Chemical Reaction Engineering

• Study the kinetics of chemical reactions and the design of reactors.
• Apply reaction engineering principles to the design and operation of chemical reactors, including batch, continuous, and catalytic reactors.

Separation Processes

• Understand the principles and design of advanced separation processes such as distillation, filtration, and membrane-based separations.
• Analyze and optimize separation systems for industrial applications.

Industrial Health and Safety Management

1. Develop an understanding of industrial health and safety practices and their application in chemical engineering environments.
2. Apply risk management strategies, including hazard analysis, emergency response, and safety audits, to chemical engineering projects.

Semester 2

Chemical Process Design and Simulation

• Apply principles of process design to create chemical engineering flowsheets and process diagrams.
• Use process simulation software to model, analyze, and optimize chemical processes.

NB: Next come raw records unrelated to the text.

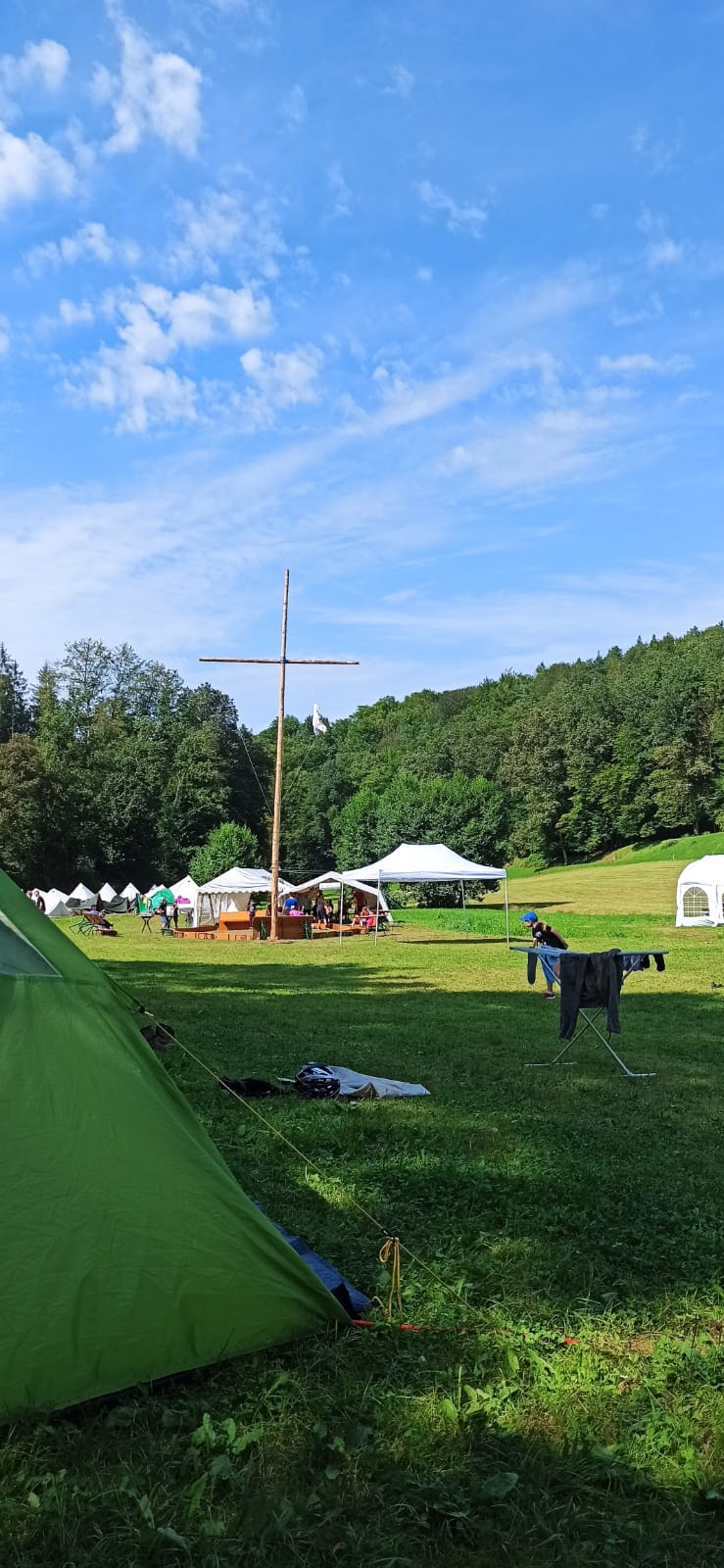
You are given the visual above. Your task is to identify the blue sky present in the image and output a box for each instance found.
[0,0,724,726]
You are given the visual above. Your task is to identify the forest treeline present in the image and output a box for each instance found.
[0,624,724,891]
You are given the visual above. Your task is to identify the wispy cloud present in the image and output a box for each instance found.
[327,162,355,218]
[599,355,695,376]
[385,65,415,99]
[282,81,308,128]
[0,125,76,217]
[0,37,71,120]
[61,284,271,434]
[163,188,287,279]
[416,180,487,240]
[241,343,324,426]
[92,8,202,157]
[24,222,141,277]
[630,121,683,174]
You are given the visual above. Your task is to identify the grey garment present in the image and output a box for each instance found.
[559,947,624,1040]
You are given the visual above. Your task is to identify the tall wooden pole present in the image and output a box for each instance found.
[199,570,359,943]
[269,570,288,943]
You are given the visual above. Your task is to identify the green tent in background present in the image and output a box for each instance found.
[0,872,348,1417]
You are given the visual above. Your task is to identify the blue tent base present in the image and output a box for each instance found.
[254,1200,371,1317]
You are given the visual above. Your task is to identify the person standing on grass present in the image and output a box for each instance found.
[520,909,569,1002]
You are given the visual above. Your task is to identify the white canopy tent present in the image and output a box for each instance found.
[677,855,724,925]
[342,844,510,943]
[288,872,390,914]
[196,865,290,925]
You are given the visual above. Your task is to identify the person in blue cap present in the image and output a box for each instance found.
[520,909,569,1002]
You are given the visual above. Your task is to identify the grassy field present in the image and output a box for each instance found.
[0,909,724,1568]
[486,857,690,920]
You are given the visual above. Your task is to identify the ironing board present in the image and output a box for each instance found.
[510,944,669,1077]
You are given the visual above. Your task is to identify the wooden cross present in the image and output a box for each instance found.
[199,570,359,943]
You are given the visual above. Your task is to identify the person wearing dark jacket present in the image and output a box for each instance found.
[520,909,569,1002]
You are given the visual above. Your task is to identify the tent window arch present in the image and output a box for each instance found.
[683,888,708,920]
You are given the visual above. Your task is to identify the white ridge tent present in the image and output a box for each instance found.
[677,855,724,925]
[340,844,510,943]
[68,883,96,904]
[287,872,390,914]
[196,865,290,925]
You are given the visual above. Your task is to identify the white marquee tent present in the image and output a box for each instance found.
[288,872,390,914]
[196,865,290,925]
[677,855,724,925]
[342,844,510,941]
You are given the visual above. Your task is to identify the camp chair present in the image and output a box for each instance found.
[512,947,667,1077]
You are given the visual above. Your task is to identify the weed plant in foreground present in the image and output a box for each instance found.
[0,909,724,1568]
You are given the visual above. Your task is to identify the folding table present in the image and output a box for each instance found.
[510,944,667,1077]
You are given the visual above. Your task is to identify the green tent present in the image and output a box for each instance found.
[0,872,348,1417]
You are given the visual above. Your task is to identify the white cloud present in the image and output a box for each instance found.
[165,190,287,277]
[327,162,355,218]
[599,355,695,376]
[282,81,308,125]
[630,121,683,174]
[416,180,487,240]
[25,222,141,277]
[385,66,415,99]
[241,343,324,425]
[636,207,683,269]
[58,300,96,326]
[442,408,614,492]
[646,238,683,269]
[63,284,271,434]
[92,18,201,157]
[0,125,75,217]
[0,37,71,118]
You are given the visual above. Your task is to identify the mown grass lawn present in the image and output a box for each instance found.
[0,909,724,1568]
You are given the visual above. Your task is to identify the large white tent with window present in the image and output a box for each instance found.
[342,844,510,941]
[677,855,724,925]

Advanced Separation Processes

• Explore advanced techniques for separation processes, including membrane filtration, chromatography, and cryogenic distillation.
• Design and optimize advanced separation systems to improve efficiency and reduce energy consumption.

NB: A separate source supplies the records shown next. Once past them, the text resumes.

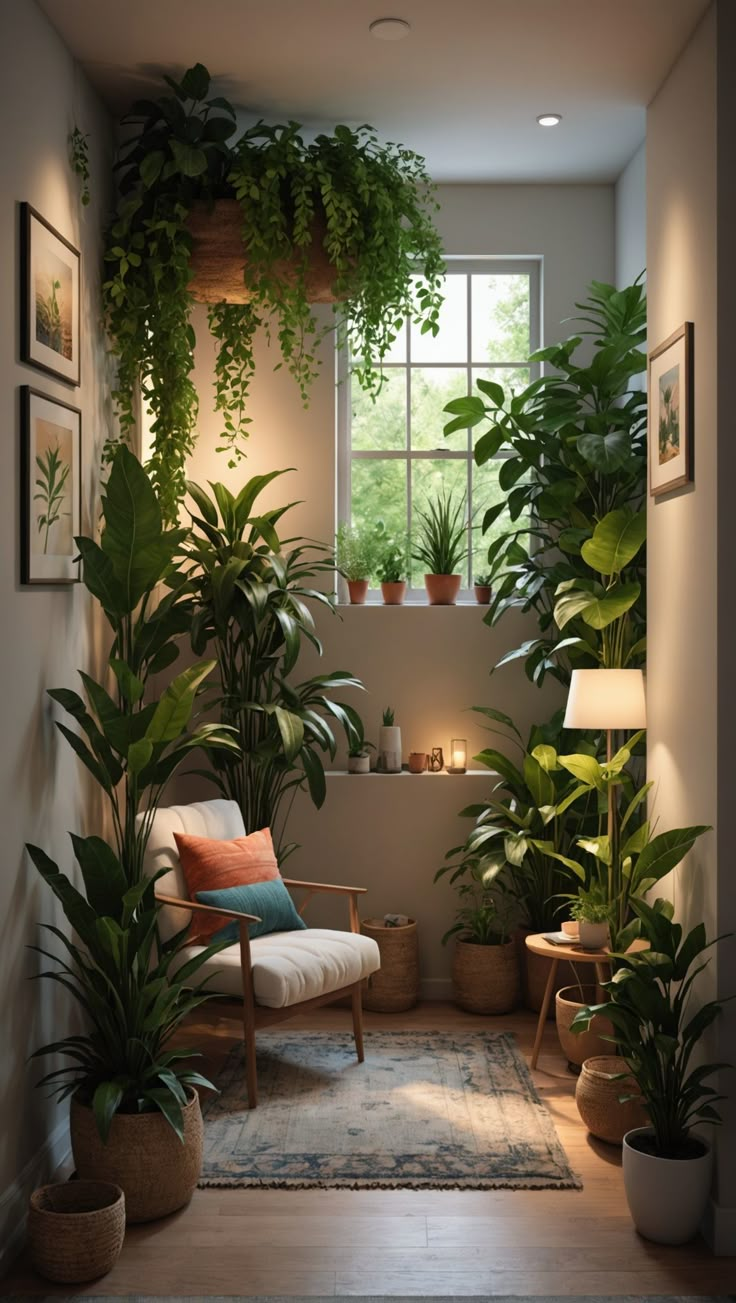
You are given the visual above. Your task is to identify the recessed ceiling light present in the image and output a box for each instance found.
[369,18,412,40]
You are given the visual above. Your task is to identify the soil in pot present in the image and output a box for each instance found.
[69,1091,203,1222]
[452,941,521,1014]
[425,575,462,606]
[555,985,614,1068]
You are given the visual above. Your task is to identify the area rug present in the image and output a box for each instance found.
[199,1032,581,1190]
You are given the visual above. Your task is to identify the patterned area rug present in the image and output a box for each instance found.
[199,1032,581,1190]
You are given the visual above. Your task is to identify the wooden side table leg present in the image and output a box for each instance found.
[531,959,559,1067]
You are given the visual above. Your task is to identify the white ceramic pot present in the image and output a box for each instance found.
[378,724,401,774]
[577,919,608,950]
[623,1127,713,1244]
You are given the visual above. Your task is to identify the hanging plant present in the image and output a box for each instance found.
[104,64,444,519]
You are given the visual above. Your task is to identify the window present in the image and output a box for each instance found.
[337,258,539,592]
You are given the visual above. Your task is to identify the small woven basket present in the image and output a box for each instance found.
[29,1181,125,1285]
[574,1054,649,1145]
[361,919,419,1014]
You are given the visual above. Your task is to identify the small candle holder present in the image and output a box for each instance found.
[447,737,468,774]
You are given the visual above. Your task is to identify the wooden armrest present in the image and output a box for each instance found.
[283,878,367,895]
[155,891,261,923]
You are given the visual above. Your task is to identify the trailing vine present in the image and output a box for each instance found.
[103,64,444,520]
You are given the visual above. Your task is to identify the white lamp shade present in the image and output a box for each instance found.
[564,670,646,730]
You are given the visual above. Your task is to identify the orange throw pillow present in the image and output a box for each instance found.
[173,827,281,945]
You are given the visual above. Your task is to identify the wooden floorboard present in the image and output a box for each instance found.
[3,1003,736,1298]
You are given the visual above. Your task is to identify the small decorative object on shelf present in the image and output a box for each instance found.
[378,706,401,774]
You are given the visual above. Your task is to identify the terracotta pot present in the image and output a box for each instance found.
[69,1091,203,1222]
[186,199,337,304]
[574,1054,646,1145]
[380,579,406,606]
[555,985,614,1067]
[348,579,369,606]
[452,941,521,1014]
[425,575,462,606]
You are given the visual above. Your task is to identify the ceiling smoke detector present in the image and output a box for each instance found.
[369,18,412,40]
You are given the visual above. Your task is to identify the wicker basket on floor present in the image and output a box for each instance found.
[361,919,419,1014]
[29,1181,125,1285]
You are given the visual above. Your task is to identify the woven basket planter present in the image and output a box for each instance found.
[186,199,336,304]
[361,919,419,1014]
[555,985,614,1067]
[69,1091,203,1222]
[27,1181,125,1285]
[452,941,521,1014]
[574,1054,649,1145]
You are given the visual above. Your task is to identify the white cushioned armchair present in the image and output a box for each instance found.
[143,800,380,1109]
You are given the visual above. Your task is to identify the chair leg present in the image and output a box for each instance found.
[353,981,365,1063]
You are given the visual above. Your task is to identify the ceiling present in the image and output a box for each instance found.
[40,0,709,181]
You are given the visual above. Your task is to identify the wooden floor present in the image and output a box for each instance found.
[3,1003,736,1295]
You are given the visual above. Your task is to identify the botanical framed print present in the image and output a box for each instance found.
[21,203,81,384]
[21,384,82,584]
[649,322,694,496]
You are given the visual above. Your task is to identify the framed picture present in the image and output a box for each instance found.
[21,384,82,584]
[649,322,694,496]
[21,203,79,384]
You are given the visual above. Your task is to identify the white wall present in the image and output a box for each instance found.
[647,4,736,1252]
[616,141,646,289]
[183,185,614,994]
[0,0,109,1267]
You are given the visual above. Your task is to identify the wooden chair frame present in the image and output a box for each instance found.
[156,878,367,1109]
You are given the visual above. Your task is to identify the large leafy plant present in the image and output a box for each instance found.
[104,64,443,520]
[186,470,362,863]
[446,281,646,684]
[572,900,728,1158]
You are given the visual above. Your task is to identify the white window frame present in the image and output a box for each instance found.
[336,254,543,605]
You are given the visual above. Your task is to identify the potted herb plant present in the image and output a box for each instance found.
[103,64,444,520]
[573,900,726,1244]
[335,521,375,606]
[375,538,409,606]
[413,490,468,606]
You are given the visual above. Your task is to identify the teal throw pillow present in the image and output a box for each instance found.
[197,878,306,941]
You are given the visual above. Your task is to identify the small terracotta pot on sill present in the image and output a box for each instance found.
[425,575,462,606]
[348,579,369,606]
[380,579,406,606]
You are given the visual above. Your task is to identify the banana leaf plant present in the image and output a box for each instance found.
[185,470,362,863]
[444,280,646,684]
[435,706,598,932]
[48,444,238,885]
[572,900,729,1158]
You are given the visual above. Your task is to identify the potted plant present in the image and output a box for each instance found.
[335,520,375,606]
[573,900,726,1244]
[375,538,409,606]
[103,64,444,520]
[27,444,237,1220]
[569,883,611,950]
[435,859,521,1014]
[378,706,401,774]
[413,490,468,606]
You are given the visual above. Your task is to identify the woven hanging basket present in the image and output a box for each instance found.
[452,941,521,1014]
[186,199,337,304]
[27,1181,125,1285]
[361,919,419,1014]
[69,1091,203,1222]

Energy Systems and Renewable Technologies

• Understand the role of chemical engineering in energy production, including renewable energy systems like solar, wind, and bioenergy.
• Analyze and design energy-efficient processes to optimize resource use and reduce environmental impact.

Advanced Chemical Reaction Engineering

• Study more complex reaction systems, including heterogeneous catalysis, enzyme catalysis, and bioengineering reactions.
• Apply advanced reaction engineering techniques to optimize reactor design and improve process efficiency.

Industrial Project Management

• Develop project management skills for planning, budgeting, and overseeing chemical engineering projects.
• Learn to manage project teams, resources, timelines, and risks, ensuring the successful delivery of projects within scope and budget.

Research Project in Chemical Engineering

1. Conduct independent research on a chemical engineering topic, demonstrating the ability to apply academic knowledge to solve real-world problems.
2. Present findings in a research report, showcasing problem-solving, critical thinking, and technical communication skills.